Future investigations should continue to include sex as an IV in the regression model given that it explained a large proportion of the variance in the DV. In our regression model, stature, AP dimension and iliofemoral angle did not make a significant and unique contribution to the prediction of the DV and as such could be omitted from subsequent regression models. However, we are mindful that these IVs may become useful predictors of the skeletal ML if more accurate measurement techniques (e.g. CT scans) reduce variability and thereby explain a larger proportion of the variance in the DV. Future investigators may also wish to be more pragmatic in their approach to identifying IVs that are useful predictors of the skeletal ML. While we sought to identify IVs from the related radiological and anthropological literature, this body of work has focused on identifying women at risk of complicated childbirth or identification of human remains. For example, differences in the pubic arch angle, diameter of the pelvic inlet, the depth of the pelvis and distance between the anterior superior iliac spines (ASIS) are some of the features that have been used to characterise the pelvic geometry.10,11,17 Whether these measurements are strongly related to the skeletal ML dimension or account for the variance in the skeletal ML not already described by sex is unknown, and as such, a more pragmatic approach might be to look at measurements that clinicians could easily and reliably record during clinical practice (e.g. distance between the greater trochanters or ASIS) and simply test these.
Limitations
While our method of convenience sampling had potential to limit the representativeness of the cohort, we found that the high proportion of males in our study was representative 18 and that the distribution participant’s mass and stature were reflective of the broader Australian population. 12 However, the relatively small number of female participants limited the generalisability of the regression to this cross section of the population. Given that lower limb amputation affects more males, future investigators should be mindful of recruiting sufficient participants of each sex. We would recommend use of random sampling with stratification by sex, to ensure the representativeness of the study sample and sufficient participants of both sexes.

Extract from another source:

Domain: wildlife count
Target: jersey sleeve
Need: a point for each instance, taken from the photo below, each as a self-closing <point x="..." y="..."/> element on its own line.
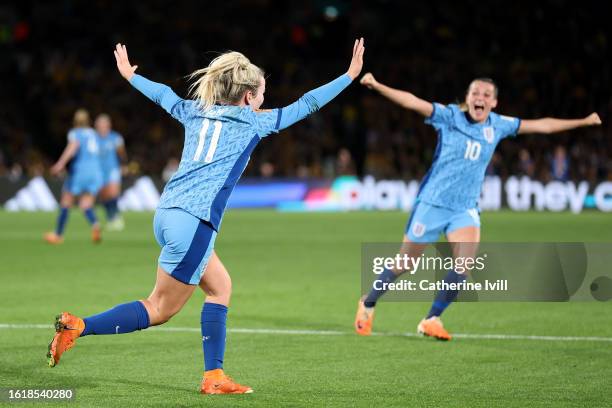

The accuracy of the anthropometric input data limited the predictive accuracy of the regression model and, presumably, the strength of the relationship between variables. We hope that by having discussed this in detail, future investigators may be more aware of this limitation and can adopt more accurate measurement technique (e.g. CT scans) for the anthropometric input data.
Conclusion
This pilot study sought to determine the accuracy with which the skeletal ML dimension could be predicted using simple and non-invasive measurements already used by prosthetists, including AP dimension, stature and iliofemoral angle. Prediction of the skeletal ML using our regression model and data is not sufficiently accurate to be of clinical value. The research does demonstrate potential for the prediction of the skeletal ML dimension if the error associated with the prediction could be reduced with use of more accurate anthropometric input data obtained from CT scans and selection of other IVs that explain the unique variance not already described by the participants’ sex.
Footnotes
Conflict of interest
None declared.
Funding
This research received no specific grant from any funding agency in the public, commercial or not-for-profit sectors.